Closed PatWalters closed 1 year ago
Many thanks for the kind words! :)
I can confirm this is reproduced on the main
branch of the repo due to some RDKit descriptors producing nan
values before they are fed to the default model. We sadly can do little about this without changing the default input representation.
(Pdb) desc = next(iter(loader))
(Pdb) desc
tensor([[0., 0., 0., ..., 0., 0., 0.]])
(Pdb) torch.isnan(desc)
tensor([[False, False, False, ..., False, False, False]])

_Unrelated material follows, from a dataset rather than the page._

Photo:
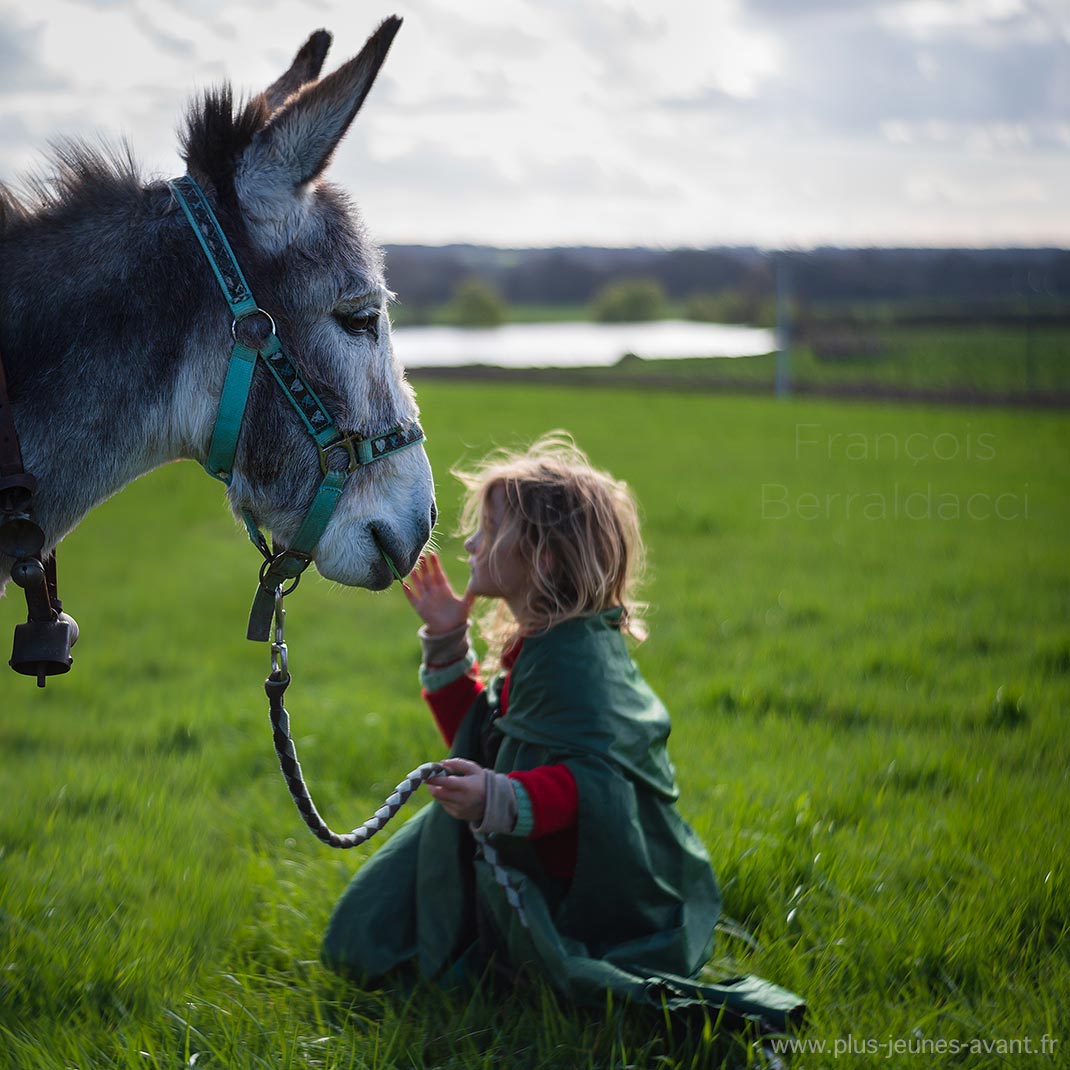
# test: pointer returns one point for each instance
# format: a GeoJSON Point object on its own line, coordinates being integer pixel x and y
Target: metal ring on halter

(Pdb) torch.isnan(desc).sum()
tensor(8)
That being said, the default model, which uses a mix of fingerprints and 2d descriptors has never seen SMILES with multiple fragments or containing non-organic elements. If you are still interested in getting (likely wrong) predictions for these, you can train an alternative model that only uses the fingerprint part - you can check how to do so by having a look at the provided train.py
script and the --featurizer_name
flag.
In any case I will add a cautionary note on the README.md
file.
Addressed in 0616ba0
MolSkillScorer.score returns nan for SMILES containing multiple fragments
e.g. s = MolSkillScorer() s.score(["C1(=O)NC(=O)N(Cl)C(=O)N1Cl.[Na]"])
array([nan], dtype=float32)
Perhaps this is the right thing to do. I noticed I also get nan with molecules containing non-organic elements. Either way, it would be good to document this. Great tool, btw, thanks!